„Poddam się ocenie mieszkańców”

Z burmistrzem Mateuszem Federem rozmawiamy o 2023 roku w gminie oraz planach na 2-24. Pytamy też, czy zamierza startować w najbliższych wyborach samorządowych. 

Jaki był dla gminy 2023 rok?

Trudny. Zaczęliśmy lub kontynuowaliśmy duże inwestycje, które mieliśmy skrojone w budżecie na miarę, ale spadły na nas niespodziewane koszty wynikające z cen energii i inflacji. Ktoś zapyta, dlaczego gminie szkodzi inflacja? Każdy, kto ma kredyty, a samorządy też je zaciągają, odczuł wzrost stóp procentowych. To znaczy płacimy więcej odsetek od zaciągniętych pożyczek, W przypadku gminy to wzrost z 700 tysięcy na 3 mln. Dla porównania dodam, że 4 mln to kwota jaką corocznie od 2015 zostawała z podatków na inwestycje.
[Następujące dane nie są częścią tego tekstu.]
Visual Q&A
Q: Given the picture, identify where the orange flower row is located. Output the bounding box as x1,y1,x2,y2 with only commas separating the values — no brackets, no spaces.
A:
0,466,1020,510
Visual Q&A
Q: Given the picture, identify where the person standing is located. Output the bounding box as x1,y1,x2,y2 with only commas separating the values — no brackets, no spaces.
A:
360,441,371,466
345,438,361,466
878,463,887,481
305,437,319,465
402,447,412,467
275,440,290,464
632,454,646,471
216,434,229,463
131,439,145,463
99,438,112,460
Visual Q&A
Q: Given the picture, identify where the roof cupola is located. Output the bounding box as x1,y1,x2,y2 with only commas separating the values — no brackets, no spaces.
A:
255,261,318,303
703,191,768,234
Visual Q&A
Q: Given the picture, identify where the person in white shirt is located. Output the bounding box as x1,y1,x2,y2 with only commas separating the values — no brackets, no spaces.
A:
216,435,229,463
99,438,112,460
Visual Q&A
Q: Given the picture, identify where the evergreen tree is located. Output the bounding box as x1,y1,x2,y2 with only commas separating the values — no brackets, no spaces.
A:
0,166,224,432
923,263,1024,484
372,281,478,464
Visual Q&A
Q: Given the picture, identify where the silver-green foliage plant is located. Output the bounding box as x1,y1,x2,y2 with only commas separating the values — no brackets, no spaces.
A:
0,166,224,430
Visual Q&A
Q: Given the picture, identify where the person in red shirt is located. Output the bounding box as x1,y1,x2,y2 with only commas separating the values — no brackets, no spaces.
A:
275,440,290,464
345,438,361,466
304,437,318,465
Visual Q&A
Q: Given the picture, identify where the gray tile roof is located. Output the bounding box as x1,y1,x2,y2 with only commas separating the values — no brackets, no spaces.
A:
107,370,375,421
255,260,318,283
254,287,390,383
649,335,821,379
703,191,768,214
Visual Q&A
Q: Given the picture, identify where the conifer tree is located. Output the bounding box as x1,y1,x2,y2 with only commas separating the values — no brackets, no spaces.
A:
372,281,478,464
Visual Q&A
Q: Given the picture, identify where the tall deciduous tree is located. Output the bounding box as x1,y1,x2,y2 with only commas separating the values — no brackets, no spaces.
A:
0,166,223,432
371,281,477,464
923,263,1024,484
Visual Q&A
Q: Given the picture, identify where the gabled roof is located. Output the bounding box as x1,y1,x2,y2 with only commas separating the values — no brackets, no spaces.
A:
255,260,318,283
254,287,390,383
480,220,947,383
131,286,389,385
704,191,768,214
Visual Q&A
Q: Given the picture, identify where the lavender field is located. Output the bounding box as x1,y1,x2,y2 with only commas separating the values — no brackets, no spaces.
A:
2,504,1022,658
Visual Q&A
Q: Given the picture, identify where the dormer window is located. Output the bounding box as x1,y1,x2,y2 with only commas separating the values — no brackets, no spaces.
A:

To, które inwestycje trzeba uznać za najważniejsze? 

Historyczną, lecz mało widoczną jest modernizacja oczyszczalni ścieków. Od kilkudziesięciu lat gmina nie wydała jednorazowo na inwestycję ponad 10 mln zł. Wielu pyta, czy było warto ryzykować w trudnych czasach takie przedsięwzięcie? To była kwestia oceny ryzyka. Trochę jak w domu. Samochód się psuje, ale jeszcze jeździ. Tylko kiedy silnik odmówi posłuszeństwa, trzeba będzie pożyczać auto. Każde z tych rozwiązań byłoby kłopotliwe i kosztowne. I tak było z oczyszczalnią. Jeszcze „dawała radę”, ale jakby padła „na amen”, mielibyśmy dużo większe obciążenia finansowe i fatalne skutki dla środowiska. Zadanie zrobione i na kilkanaście lat mamy sprawę załatwioną. 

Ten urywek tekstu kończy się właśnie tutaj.